Whilst SPF adds information to a message envelope DKIM encrypts a signature within the message header. When you forward a message, portions of that message's envelope can be stripped away by the forwarding server. Since the digital signature stays with the email message, because it's part of the email header, DKIM works even when a message has been forwarded. DMARC works with SPF and DKIM to authenticate mail senders and ensure that destination email systems trust messages sent from your domain. Implementing DMARC with SPF and DKIM provides additional protection against spoofing and phishing email. DMARC helps receiving mail systems determine what to do with messages supposedly sent from your domain that fail SPF or DKIM checks.

Email spam and phishing often use forged sender-addresses, so publishing and checking SPF, DKIM, and DMARC records can be considered anti-spam and anti-phishing techniques.

Should you need to contact me about any of my domains please feel free to use fintan@fintan.com.


Regards Fintan.


PS. If you are interested in the origins of the name Fintan then this is what I understand:


In Irish mythology Fintan mac Bóchra (modern spelling: Fionntán), known as "the Wise", was a seer who accompanied Noah's granddaughter Cessair to Ireland before the deluge. Bóchra may be his mother or may be a poetic reference to the sea.

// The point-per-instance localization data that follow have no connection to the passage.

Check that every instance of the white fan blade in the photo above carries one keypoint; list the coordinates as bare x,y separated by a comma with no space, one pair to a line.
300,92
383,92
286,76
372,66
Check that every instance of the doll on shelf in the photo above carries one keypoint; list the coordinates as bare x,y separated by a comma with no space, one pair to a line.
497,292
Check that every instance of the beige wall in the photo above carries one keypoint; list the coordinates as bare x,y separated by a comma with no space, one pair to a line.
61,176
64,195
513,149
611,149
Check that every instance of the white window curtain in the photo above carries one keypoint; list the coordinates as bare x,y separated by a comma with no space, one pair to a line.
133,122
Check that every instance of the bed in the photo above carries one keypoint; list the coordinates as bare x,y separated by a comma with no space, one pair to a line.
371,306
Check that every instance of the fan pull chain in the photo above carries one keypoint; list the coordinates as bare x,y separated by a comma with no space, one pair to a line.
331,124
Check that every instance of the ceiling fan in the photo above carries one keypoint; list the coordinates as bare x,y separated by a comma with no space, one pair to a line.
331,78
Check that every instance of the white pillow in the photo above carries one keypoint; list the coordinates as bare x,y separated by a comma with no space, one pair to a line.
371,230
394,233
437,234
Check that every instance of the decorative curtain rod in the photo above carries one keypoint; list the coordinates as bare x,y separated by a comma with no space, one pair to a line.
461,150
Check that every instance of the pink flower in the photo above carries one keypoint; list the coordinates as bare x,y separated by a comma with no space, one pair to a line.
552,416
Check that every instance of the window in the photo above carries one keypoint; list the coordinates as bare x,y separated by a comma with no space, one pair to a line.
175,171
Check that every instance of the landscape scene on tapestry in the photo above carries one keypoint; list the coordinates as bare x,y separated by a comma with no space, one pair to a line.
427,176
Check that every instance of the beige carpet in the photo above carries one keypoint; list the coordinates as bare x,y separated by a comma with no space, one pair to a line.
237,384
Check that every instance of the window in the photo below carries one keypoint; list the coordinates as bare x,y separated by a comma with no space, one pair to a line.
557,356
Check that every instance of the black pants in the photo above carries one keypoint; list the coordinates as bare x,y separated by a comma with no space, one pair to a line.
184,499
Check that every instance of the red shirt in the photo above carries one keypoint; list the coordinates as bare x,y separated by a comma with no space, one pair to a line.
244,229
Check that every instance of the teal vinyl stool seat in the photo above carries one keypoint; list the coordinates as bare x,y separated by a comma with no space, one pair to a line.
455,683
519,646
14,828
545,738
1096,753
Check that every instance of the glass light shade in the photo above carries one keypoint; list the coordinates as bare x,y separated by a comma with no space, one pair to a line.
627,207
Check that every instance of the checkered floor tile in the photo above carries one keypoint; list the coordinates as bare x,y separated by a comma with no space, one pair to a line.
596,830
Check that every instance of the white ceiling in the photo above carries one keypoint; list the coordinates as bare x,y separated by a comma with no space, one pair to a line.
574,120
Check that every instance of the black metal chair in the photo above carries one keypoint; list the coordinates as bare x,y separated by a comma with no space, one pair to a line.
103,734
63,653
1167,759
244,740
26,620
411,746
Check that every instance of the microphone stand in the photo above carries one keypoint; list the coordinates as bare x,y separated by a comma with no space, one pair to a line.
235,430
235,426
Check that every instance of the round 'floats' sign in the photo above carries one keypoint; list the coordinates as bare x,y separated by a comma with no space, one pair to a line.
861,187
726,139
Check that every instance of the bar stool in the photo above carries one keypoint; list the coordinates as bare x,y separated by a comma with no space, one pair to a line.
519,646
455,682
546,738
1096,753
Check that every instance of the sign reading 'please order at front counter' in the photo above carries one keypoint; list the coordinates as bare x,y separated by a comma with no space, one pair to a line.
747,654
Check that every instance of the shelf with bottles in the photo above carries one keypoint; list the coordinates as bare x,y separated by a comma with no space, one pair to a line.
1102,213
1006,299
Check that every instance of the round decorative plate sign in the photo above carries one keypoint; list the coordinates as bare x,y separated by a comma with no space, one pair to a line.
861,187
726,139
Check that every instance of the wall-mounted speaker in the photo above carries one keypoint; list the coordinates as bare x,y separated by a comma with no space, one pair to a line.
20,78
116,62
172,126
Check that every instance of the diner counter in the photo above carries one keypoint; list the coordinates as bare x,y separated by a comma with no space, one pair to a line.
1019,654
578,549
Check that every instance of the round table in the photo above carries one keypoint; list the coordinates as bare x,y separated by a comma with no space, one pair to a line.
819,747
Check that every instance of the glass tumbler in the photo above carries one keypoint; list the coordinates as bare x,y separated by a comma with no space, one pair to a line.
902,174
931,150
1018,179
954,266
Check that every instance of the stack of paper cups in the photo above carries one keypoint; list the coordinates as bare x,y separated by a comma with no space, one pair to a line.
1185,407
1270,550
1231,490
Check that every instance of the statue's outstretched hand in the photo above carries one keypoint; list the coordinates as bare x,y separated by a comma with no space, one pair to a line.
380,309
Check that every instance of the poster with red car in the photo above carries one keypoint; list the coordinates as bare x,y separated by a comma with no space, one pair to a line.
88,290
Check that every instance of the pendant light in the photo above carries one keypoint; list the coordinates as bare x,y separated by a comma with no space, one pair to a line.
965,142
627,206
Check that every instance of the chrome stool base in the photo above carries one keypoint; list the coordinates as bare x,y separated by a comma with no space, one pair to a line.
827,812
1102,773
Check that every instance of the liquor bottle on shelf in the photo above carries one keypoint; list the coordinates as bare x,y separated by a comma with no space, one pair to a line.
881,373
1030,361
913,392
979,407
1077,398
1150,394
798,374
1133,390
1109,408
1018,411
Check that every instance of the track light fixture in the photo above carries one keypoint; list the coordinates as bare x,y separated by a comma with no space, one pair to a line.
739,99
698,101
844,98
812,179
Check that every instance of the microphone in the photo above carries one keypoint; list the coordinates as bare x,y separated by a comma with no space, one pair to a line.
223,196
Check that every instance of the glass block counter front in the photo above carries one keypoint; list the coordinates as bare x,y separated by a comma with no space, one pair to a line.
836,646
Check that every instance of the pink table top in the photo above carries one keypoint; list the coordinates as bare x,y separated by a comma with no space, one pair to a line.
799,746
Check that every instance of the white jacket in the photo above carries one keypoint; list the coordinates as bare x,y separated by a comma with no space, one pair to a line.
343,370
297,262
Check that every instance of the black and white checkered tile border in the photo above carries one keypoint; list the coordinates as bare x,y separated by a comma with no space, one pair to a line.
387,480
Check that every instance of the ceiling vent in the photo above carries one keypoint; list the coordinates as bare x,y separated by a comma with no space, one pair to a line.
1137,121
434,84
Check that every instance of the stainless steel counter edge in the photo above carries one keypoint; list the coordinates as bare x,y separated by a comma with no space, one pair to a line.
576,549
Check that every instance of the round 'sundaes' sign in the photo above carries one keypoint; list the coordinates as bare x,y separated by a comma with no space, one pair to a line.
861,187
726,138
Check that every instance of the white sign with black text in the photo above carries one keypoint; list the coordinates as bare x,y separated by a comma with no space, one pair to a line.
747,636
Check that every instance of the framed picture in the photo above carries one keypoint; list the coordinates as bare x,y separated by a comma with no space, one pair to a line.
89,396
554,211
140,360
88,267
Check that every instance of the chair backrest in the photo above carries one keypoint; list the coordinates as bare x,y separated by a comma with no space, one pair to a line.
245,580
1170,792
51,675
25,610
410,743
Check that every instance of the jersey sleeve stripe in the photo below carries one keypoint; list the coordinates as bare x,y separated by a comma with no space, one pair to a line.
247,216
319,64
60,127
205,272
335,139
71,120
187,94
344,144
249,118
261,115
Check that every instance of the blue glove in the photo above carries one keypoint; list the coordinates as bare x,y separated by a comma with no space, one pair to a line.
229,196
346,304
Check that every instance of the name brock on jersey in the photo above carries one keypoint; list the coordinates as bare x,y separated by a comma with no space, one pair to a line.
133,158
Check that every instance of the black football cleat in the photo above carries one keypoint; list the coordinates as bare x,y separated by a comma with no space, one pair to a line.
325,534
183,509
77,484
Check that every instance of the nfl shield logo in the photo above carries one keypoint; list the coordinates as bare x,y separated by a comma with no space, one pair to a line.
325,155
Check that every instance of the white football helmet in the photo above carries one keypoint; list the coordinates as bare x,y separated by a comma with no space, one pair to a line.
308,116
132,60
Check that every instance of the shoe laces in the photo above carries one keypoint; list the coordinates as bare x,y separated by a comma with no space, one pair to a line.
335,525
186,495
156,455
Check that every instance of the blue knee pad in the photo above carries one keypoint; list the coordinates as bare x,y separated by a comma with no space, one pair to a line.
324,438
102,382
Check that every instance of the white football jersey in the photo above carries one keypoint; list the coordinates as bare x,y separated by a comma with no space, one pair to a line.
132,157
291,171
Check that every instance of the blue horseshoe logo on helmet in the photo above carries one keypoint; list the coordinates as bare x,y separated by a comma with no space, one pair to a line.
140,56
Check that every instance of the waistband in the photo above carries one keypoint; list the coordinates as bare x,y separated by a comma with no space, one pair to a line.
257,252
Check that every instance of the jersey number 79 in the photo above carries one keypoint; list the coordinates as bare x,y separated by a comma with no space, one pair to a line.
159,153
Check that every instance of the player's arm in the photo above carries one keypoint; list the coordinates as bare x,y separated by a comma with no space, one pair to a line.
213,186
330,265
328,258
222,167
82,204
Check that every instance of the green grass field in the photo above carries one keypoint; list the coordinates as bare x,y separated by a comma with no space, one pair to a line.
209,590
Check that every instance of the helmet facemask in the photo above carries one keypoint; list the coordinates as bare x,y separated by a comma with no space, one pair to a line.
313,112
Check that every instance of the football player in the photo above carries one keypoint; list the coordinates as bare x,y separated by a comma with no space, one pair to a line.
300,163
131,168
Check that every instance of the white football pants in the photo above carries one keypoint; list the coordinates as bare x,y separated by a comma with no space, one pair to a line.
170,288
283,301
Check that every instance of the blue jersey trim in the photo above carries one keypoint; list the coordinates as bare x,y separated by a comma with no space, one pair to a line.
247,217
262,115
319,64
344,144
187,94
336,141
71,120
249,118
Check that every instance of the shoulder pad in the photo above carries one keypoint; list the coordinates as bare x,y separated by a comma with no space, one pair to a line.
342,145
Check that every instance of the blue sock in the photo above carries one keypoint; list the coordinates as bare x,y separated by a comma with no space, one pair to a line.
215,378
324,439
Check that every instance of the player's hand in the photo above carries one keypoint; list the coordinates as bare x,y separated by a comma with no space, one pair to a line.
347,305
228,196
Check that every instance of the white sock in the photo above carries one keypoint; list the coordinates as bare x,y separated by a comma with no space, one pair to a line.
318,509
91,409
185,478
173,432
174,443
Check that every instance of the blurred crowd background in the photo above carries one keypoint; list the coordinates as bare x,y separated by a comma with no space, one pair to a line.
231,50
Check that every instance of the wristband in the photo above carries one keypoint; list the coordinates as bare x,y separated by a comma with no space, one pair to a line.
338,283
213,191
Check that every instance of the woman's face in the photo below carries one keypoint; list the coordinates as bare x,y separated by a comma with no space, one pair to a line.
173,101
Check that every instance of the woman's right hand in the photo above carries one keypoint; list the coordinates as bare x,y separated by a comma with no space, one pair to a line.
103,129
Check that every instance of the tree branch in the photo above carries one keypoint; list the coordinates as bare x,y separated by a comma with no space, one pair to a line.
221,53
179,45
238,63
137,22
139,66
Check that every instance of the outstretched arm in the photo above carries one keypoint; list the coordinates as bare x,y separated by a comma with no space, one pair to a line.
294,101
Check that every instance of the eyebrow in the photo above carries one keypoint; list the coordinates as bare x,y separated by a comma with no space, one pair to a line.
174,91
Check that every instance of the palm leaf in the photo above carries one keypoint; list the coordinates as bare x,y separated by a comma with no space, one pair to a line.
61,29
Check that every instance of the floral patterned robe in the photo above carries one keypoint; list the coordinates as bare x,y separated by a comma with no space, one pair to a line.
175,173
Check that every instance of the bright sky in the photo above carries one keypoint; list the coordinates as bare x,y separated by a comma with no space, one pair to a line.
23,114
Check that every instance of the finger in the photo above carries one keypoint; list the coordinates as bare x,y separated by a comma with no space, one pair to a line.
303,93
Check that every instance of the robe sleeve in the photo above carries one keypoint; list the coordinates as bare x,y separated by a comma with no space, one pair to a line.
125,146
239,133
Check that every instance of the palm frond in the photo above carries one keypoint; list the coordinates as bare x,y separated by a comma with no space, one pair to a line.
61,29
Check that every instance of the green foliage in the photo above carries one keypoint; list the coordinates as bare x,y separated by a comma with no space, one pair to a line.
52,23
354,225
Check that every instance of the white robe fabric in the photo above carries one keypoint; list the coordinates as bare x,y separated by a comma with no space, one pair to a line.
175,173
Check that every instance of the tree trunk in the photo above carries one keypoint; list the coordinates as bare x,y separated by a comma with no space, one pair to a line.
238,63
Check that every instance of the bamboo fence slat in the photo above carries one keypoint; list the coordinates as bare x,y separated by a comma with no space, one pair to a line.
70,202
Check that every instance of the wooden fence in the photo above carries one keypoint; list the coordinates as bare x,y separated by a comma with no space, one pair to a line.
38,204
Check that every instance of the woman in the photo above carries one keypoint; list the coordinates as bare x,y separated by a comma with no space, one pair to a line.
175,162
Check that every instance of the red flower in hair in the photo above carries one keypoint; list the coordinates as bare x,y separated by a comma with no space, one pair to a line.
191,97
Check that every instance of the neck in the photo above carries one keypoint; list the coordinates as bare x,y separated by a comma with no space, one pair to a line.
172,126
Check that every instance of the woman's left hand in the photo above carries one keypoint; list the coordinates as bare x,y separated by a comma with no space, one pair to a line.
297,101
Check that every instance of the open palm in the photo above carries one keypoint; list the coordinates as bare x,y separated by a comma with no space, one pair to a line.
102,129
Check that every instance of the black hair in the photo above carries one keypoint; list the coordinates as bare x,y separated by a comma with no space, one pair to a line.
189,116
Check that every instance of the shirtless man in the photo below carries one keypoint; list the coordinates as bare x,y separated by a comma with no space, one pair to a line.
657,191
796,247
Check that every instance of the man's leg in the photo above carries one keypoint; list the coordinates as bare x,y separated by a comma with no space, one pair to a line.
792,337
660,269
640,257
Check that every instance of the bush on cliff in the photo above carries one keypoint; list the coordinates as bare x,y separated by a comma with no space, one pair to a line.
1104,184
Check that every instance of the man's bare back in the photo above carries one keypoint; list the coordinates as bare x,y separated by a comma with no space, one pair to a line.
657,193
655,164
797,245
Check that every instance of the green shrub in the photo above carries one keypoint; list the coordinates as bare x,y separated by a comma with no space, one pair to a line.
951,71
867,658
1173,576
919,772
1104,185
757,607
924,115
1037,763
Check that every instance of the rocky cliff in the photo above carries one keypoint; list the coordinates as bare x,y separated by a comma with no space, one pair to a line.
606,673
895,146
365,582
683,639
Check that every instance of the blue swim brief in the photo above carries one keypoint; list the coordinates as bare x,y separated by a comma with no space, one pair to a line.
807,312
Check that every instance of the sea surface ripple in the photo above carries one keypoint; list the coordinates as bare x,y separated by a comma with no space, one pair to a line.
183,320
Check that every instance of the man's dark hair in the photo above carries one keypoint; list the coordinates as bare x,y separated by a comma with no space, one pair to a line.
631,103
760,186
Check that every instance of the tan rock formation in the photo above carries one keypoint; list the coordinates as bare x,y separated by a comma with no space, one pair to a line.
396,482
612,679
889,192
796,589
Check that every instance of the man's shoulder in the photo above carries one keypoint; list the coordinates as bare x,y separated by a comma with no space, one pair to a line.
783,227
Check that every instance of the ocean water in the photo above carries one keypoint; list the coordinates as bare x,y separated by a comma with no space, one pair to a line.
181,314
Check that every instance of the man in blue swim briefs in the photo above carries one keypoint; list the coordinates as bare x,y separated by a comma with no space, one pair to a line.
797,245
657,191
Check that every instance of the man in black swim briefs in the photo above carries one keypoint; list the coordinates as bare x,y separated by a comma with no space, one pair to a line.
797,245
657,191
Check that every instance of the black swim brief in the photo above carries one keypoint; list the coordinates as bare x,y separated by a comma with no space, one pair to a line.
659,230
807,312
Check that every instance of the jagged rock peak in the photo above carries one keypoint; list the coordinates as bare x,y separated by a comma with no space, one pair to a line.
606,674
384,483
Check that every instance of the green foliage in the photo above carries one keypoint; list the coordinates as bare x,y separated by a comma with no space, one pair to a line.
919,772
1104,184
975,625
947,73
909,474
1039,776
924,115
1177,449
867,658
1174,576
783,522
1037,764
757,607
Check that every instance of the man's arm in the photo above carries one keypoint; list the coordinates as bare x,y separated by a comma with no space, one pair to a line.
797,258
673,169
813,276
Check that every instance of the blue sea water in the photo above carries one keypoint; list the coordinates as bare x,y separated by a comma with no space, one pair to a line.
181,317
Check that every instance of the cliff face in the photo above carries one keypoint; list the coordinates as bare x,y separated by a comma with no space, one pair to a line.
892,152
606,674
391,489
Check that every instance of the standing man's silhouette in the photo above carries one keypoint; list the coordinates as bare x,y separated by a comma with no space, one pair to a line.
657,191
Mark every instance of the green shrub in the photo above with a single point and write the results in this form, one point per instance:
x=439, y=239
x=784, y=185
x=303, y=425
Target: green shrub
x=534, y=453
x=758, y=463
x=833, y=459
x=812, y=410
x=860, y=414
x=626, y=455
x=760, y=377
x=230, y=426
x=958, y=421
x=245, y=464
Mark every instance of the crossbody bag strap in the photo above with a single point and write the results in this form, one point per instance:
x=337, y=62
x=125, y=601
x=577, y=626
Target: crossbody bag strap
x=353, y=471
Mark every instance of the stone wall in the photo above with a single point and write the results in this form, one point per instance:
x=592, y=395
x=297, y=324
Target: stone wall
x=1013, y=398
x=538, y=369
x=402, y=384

He was one of only three men in the expedition, along with fifty women, so he, Cessair's father Bith, and the pilot, Ladra, had sixteen wives each. Fintan's wives are named: Cessair, Lot, Luam, Mall, Mar, Froechar, Femar, Faible, Foroll, Cipir, Torrian, Tamall, Tam, Abba, Alla, Baichne, and Sille. He married Ebliu later. His only son was Illann.

His wives and children were drowned when the flood arrived but he survived in the form of a salmon, remaining a year under the waters in a cave called Fintan's Grave. He then turned into an eagle and then a hawk then back to human form. He lived for 5500 years after the Deluge, becoming an advisor to the kings of Ireland. In this capacity he gave advice to the Fir Bolg king Eochaid mac Eirc when the Tuatha Dé Danann invaded and fought in the first Battle of Magh Tuiredh.

He survived into the time of Fionn mac Cumhail, becoming the repository of all knowledge of Ireland and all history along with a magical hawk who was born at the same time as him. They meet at the end of their lives and recount their stories to each other. They decide to leave the mortal realm together sometime in the 5th century, after Ireland was converted to Christianity.

Due to his ability to shape-shift into a salmon and his honorific title as, "The Wise", Fintan mac Bóchra is sometimes confused with a similarly named animal figured in Irish mythology more commonly known and referred to as the Salmon of Wisdom. (From Wikipedia)


I don’t think my parents knew this when they called me Fintan but hey its an interesting myth to be named after.